Er wordt ook aangenomen dat duiven werken met informatie die door hun snavel wordt verstrekt. De laatste bevat speciale receptoren die vogels helpen bij het navigeren door de aardmagnetische velden van de aarde. De informatie die op deze manier wordt verkregen, wordt ook voor altijd in de hersenen van de vogel opgeslagen.

Bovendien merken een aantal onderzoekers op dat duiven bij het oriënteren in de ruimte infrageluid gebruiken. De laatste kan zich over lange afstanden verspreiden, wat de vogels gebruiken, en vele kilometers vliegen bij het bezorgen van post.

Gemiddelde vogelsnelheid

Snelheidsprestaties en uithoudingsvermogen zijn afhankelijk van zowel het ras als de leeftijd van de vogel. Duiven ouder dan drie jaar kunnen 60-70 km / u ontwikkelen. Sommige individuen versnellen tijdens de vlucht tot 100 km / u. Er zijn vogels geregistreerd met snelheden tot 150 km/u.

Volwassenen stijgen tot een hoogte van maximaal 400 meter. Vogels kunnen tot 12 uur per dag vliegen. Maar 's nachts rusten de vogels. De beste vertegenwoordigers van postrassen kunnen tot 1000 kilometer overbruggen.

Training

Vandaag de dag trainen fokkers jonge dieren op een van de volgende manieren:

  1. De training begint als de kuikens 2 maanden oud zijn. In het eerste jaar wordt gewerkt aan de vorming van vaardigheden in oriëntatie op de grond. Daarom vliegen de vogels niet ver van de duiventil.

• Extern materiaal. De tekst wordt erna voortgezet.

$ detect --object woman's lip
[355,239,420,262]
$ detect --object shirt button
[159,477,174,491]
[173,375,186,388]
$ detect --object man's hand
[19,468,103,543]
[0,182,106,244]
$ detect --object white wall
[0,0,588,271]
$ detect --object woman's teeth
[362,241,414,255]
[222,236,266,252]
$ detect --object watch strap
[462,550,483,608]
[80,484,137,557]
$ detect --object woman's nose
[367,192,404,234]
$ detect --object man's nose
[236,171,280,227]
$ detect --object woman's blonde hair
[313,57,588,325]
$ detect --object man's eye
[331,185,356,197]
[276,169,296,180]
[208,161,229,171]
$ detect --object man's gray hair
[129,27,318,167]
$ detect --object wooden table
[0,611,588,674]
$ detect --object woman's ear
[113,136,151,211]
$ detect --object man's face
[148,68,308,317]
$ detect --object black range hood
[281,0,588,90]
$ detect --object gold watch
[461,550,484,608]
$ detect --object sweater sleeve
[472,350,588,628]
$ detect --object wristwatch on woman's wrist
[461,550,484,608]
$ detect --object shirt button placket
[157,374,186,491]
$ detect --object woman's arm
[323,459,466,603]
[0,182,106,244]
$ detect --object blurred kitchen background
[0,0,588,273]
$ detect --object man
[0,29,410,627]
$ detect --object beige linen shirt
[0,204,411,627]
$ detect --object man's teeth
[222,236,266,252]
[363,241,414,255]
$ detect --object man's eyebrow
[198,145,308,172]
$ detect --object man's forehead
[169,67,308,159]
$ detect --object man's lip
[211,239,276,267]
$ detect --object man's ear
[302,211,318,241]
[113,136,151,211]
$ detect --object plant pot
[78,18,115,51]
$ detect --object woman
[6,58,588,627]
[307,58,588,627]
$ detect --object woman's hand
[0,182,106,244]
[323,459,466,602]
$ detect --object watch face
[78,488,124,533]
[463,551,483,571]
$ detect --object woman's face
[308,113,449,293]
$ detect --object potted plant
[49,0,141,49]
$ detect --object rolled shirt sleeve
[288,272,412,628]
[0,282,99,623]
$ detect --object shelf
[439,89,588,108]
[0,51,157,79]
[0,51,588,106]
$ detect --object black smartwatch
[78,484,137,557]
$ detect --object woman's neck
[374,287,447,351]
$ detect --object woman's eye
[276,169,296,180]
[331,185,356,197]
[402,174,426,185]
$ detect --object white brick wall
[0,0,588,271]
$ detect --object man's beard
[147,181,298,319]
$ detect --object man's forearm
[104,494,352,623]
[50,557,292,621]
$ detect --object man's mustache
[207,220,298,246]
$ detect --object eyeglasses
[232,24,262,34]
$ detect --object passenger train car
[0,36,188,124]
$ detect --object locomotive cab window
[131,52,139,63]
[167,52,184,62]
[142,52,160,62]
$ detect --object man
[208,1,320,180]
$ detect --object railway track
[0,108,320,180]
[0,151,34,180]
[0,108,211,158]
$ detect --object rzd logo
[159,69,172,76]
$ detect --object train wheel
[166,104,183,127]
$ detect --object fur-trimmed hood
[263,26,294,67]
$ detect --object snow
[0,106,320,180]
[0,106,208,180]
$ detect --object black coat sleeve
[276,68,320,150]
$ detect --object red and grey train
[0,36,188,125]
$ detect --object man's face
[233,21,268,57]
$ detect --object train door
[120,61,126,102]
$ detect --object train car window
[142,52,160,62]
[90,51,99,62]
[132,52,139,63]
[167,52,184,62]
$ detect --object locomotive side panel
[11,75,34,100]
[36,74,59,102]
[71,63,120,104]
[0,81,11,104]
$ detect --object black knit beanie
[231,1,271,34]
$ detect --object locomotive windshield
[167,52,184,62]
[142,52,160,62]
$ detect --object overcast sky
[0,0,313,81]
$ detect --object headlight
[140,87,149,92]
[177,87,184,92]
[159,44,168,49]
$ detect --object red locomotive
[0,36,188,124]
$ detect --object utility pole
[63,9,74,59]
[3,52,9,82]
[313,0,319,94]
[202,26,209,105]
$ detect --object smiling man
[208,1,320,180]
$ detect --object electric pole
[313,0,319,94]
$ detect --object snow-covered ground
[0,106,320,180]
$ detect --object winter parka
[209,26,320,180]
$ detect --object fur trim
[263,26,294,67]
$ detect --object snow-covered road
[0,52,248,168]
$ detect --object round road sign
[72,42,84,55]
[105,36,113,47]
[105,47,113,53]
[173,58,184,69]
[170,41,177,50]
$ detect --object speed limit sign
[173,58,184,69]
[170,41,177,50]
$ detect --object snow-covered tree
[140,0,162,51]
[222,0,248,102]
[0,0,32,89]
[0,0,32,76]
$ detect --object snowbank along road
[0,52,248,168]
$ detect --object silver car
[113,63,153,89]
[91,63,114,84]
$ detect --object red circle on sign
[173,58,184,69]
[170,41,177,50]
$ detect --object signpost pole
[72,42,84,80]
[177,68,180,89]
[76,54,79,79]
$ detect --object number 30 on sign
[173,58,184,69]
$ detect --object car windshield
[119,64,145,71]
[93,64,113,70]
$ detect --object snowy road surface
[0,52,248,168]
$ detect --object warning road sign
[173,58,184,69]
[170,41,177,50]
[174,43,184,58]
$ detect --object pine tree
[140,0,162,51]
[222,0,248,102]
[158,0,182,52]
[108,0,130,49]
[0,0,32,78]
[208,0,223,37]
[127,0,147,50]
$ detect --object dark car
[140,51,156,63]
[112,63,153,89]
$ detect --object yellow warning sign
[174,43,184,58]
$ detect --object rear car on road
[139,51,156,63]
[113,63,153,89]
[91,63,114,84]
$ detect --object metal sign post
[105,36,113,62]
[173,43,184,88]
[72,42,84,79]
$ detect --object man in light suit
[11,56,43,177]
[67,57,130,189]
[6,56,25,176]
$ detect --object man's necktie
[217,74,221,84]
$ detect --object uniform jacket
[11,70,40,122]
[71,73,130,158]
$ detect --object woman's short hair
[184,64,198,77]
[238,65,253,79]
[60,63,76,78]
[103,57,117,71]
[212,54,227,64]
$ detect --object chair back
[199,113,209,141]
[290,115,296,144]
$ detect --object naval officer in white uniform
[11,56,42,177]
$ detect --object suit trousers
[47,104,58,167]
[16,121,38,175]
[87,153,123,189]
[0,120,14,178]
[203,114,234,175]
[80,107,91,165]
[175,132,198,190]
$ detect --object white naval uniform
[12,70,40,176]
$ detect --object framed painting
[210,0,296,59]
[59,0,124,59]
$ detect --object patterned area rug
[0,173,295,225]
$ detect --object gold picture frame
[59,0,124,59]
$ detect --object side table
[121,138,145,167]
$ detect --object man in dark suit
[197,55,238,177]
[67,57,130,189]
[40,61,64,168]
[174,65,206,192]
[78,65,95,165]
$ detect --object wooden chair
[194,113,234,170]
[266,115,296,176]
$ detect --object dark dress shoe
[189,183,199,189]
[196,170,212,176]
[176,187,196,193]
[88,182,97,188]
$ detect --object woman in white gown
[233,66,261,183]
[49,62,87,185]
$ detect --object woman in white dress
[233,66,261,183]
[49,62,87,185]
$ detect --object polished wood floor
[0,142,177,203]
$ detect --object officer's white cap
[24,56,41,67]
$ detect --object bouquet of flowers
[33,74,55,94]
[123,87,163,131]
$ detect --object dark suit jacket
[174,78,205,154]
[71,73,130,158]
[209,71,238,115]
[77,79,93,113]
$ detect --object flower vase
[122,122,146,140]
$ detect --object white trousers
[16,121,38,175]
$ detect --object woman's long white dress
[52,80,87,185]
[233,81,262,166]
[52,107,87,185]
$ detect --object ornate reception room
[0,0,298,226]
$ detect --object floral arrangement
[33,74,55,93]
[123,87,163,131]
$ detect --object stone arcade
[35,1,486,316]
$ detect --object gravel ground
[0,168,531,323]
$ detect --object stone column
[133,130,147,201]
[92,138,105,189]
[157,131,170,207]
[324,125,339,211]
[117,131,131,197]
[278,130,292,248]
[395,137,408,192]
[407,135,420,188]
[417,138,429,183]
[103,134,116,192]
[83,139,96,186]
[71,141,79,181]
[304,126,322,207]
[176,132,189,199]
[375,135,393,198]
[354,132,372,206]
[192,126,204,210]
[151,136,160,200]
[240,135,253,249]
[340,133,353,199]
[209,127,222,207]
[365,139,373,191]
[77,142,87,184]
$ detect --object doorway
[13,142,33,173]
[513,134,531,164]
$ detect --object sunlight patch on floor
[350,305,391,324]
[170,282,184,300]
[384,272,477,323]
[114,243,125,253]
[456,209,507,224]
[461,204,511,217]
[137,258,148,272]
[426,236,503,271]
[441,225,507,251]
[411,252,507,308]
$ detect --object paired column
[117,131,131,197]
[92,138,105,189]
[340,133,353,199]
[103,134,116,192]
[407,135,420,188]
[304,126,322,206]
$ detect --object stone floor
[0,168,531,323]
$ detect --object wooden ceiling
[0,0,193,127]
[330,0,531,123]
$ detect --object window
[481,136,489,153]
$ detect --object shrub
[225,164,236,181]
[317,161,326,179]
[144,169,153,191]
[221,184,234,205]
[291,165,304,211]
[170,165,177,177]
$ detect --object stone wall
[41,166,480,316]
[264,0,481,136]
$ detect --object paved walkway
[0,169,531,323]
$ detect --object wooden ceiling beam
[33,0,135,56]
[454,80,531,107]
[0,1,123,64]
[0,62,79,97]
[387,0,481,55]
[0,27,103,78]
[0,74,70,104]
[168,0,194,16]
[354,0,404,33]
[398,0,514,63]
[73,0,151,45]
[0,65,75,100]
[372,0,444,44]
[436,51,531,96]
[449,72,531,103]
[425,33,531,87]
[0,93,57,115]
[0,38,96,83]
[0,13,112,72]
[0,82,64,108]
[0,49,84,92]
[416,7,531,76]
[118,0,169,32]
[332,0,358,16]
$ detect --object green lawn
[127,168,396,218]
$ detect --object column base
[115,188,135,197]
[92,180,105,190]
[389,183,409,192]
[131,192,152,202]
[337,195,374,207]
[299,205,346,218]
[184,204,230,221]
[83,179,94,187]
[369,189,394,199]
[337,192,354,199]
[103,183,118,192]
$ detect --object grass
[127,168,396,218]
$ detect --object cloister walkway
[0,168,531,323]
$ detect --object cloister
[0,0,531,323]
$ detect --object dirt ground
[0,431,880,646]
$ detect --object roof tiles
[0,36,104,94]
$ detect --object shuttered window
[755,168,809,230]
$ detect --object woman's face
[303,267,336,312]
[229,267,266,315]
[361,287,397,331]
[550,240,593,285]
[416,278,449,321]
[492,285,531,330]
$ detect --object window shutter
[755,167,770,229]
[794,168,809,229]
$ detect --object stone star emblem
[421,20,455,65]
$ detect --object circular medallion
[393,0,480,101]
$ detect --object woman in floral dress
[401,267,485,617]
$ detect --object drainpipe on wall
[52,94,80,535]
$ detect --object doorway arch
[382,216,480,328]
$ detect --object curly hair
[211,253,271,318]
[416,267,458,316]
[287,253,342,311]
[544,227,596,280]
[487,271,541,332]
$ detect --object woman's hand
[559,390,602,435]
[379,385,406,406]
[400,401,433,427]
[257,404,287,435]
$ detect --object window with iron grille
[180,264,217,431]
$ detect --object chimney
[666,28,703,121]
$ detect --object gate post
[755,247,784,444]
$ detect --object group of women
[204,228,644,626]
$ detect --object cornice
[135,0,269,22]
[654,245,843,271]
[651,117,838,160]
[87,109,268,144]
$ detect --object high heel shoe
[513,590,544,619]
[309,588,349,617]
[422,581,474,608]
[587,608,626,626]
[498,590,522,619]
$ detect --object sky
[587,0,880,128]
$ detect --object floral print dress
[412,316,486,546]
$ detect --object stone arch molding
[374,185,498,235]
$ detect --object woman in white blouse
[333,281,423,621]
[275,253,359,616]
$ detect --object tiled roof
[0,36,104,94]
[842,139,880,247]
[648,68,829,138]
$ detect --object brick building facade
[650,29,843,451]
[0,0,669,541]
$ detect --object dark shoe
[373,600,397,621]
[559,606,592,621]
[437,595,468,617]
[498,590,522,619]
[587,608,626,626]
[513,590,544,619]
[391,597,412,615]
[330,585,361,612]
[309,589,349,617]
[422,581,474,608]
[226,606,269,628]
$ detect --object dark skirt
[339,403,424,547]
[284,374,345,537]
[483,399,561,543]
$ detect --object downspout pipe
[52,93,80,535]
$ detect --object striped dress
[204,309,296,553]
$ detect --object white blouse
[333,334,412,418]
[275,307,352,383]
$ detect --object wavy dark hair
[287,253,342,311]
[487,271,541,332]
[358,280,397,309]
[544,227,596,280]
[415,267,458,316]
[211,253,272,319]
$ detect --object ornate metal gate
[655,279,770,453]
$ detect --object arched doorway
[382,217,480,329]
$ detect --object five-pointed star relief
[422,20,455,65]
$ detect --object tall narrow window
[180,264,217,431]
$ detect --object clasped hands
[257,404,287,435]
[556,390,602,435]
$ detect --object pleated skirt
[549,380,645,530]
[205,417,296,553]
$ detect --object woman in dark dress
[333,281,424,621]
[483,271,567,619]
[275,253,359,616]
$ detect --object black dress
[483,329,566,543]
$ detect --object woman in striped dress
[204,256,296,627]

In deze periode leggen duiven niet meer dan 75 kilometer af.Deze methode wordt gebruikt in gematigde streken.
  2. Training begint op de leeftijd van 6 maanden. Deze optie is geschikt voor mensen die in de zuidelijke regio's wonen. Training in dit geval wordt gedwongen. In de eerste 6 maanden moeten de vogels meer dan 300 kilometer overwinnen. Bovendien overbruggen duiven deze afstand meestal in 7-8 vluchten.

Training begint met het wennen van de jongen aan de eigenaar. Tijdens deze periode verlaten de vogels het verblijf op eigen gelegenheid en keren terug. Je kunt de jongen ook los laten op het dak. Daarna trainen de fokkers het uithoudingsvermogen. Om dit te doen worden de jonge dieren enkele dagen rond de duiventil gereden, waarbij de duur van deze les geleidelijk wordt verlengd tot 1,5 uur. De procedure wordt uitgevoerd vóór de ochtendvoeding.

Toelating tot wedstrijden wordt gegeven aan die vogels die geleerd hebben de richting aan te houden. Om dit te doen, worden de jongen naar een afstand van 2-3 kilometer van de duiventil gebracht en naar huis gebracht. Vergroot de afstand geleidelijk. Dit type training wordt uitgevoerd totdat de vogels 2-3 jaar oud zijn. Op het einde kunnen sportduiven die eerder stabiele resultaten hebben getoond tot 500 kilometer vervoerd worden.

Regels voor verzorging en voeding

In de zomer worden volwassen duiven drie keer per dag gevoerd, in de winter - 2 keer. Tijdens de periode van training en competitie wordt de hoeveelheid uitgedeeld voedsel verminderd. Volwassen vogels krijgen voornamelijk gecombineerd voer. In dit geval kunt u het opnemen in voedsel en andere producten. De basis van het dieet moet granen zijn:

  • gerst;
  • gierst;
  • rijst;
  • boekweit.

Bonen, koolzaad, hennep en vlas worden ook aanbevolen.Om de immuniteit te versterken en het uithoudingsvermogen te vergroten, worden verse kruiden of premixen aan het dieet toegevoegd. Afzonderlijke feeders moeten periodiek worden bestrooid met kiezelstenen en zout. Bewaar containers met water altijd in de buurt van voedsel. Duiven gaan na verzadiging drinken. Volwassenen zijn pretentieloos in de zorg. Duiventillen moeten droog worden gehouden en tocht moet worden vermeden. Bovendien moet het pand regelmatig worden schoongemaakt en gedesinfecteerd.